La Agencia de Aseguramiento de la Calidad de los Servicios de Salud y Medicina Prepagada (Acess) de Ecuador anunció este domingo el inicio de una auditoría en el Hospital Universitario de Guayaquil, tras el fallecimiento de doce recién nacidos en ese centro médico.
La institución, responsable de supervisar la calidad de los servicios de salud públicos y privados, informó que recabará información y realizará un análisis detallado para esclarecer las causas detrás de las muertes, que el Ministerio de Salud atribuye a causas multifactoriales, vinculadas a complicaciones por nacimientos prematuros.
De acuerdo con el Ministerio, dos de los neonatos fallecieron tras contraer una infección por la bacteria Klebsiella pneumoniae productora de carbapenemas, un patógeno cada vez más resistente a los antibióticos.
Estas muertes fueron reportadas luego de que medios locales denunciaran que en la unidad de cuidados intensivos neonatales del hospital habían fallecido dieciocho bebés en julio, supuestamente por infecciones asociadas a la atención sanitaria.
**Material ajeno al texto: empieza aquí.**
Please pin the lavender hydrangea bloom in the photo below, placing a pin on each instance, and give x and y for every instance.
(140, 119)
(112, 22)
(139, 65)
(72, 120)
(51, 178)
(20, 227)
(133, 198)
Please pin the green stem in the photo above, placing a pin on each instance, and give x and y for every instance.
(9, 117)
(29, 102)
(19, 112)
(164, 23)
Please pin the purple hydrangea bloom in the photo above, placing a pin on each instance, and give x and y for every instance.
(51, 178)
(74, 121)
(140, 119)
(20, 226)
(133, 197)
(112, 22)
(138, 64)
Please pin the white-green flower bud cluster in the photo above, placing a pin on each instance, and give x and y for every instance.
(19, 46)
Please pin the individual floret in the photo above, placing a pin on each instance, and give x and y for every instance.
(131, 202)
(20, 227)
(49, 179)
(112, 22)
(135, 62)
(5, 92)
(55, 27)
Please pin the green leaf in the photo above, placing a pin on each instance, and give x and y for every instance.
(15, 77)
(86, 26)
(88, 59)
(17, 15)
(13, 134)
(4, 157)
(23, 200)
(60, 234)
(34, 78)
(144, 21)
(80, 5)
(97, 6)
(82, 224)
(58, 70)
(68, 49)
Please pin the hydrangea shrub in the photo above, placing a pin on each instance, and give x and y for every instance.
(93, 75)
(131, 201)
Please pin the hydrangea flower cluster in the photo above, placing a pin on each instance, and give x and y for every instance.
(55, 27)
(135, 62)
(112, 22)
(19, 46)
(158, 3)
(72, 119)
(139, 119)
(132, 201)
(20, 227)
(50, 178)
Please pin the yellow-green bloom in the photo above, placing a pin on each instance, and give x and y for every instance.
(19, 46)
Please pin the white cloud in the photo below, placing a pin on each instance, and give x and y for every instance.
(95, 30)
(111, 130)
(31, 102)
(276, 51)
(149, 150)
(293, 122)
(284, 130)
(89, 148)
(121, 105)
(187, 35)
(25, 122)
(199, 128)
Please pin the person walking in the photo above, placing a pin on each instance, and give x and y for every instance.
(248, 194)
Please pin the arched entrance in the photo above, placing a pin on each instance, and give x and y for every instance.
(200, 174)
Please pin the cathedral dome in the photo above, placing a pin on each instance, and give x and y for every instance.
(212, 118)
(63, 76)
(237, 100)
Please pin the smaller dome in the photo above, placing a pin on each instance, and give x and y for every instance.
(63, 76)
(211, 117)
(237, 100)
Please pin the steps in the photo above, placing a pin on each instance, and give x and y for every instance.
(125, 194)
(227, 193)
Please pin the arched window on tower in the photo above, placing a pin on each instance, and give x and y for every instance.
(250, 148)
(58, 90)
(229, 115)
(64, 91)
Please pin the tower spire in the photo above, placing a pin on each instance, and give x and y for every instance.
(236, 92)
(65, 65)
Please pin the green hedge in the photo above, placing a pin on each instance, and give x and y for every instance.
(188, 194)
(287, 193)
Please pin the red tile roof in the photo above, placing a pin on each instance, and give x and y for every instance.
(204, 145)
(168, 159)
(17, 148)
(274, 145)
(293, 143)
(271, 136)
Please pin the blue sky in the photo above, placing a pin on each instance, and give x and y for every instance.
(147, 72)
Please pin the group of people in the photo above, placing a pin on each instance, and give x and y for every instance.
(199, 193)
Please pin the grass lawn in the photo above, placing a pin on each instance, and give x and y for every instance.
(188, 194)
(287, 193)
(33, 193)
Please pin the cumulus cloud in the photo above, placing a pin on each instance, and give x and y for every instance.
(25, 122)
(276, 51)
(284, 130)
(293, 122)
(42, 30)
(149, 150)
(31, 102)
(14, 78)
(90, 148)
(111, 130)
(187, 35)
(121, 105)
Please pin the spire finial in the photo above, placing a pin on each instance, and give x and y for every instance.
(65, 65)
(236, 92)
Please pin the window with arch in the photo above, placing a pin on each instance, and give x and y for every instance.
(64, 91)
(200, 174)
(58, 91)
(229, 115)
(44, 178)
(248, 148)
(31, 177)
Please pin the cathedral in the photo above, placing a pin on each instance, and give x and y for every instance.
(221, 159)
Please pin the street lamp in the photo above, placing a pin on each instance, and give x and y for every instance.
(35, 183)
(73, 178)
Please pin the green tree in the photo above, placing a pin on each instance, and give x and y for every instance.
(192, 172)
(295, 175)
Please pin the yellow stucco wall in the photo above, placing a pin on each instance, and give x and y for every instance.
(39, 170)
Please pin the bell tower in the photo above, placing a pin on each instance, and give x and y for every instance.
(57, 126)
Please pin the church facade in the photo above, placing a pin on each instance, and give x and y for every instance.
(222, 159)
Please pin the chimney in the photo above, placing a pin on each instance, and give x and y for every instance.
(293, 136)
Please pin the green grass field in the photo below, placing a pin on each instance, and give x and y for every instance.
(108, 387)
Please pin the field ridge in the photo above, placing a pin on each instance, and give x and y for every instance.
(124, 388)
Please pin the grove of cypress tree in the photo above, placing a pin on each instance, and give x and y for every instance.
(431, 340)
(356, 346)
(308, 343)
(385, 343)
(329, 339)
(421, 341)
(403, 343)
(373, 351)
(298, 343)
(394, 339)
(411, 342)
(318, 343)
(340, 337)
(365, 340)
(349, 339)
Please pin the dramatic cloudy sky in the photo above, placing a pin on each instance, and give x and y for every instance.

Se señaló además la posible reutilización de cánulas nasales —equipos para administrar oxígeno— que debían ser desechadas, lo que habría provocado la contaminación.
No obstante, el Ministerio de Salud negó la reutilización de insumos médicos y rechazó que las muertes se deban a contaminación por falta de materiales, aunque no aclaró si hay escasez de insumos en el hospital.
El ministro de Salud, Jimmy Martin, dispuso el inicio de una investigación, destituyó al gerente del hospital y ordenó brindar apoyo psicológico a los familiares de los neonatos afectados por la bacteria.
Por su parte, el delegado provincial de la Defensoría del Pueblo, Gonzalo Ortega, visitó el hospital y solicitó un informe en tres días sobre las circunstancias de los fallecimientos y el inventario de insumos disponibles para la atención neonatal.
La Comisión de Protección a Niñas, Niños y Adolescentes de la Asamblea Nacional convocó al ministro y a autoridades del hospital para que expliquen lo ocurrido, y pidió a la Fiscalía verificar si existe una investigación penal en curso.
El alcalde de Guayaquil, Aquiles Álvarez, expresó su condena ante el hecho y ofreció apoyo a las familias. Señaló que las cánulas nasales tienen un costo accesible y se comprometió a gestionar la compra inmediata de insumos faltantes para evitar que situaciones similares se repitan.
“Esto es demasiado doloroso. No debe repetirse”, afirmó Álvarez, quien aseguró que desde la Municipalidad brindarán toda la ayuda necesaria.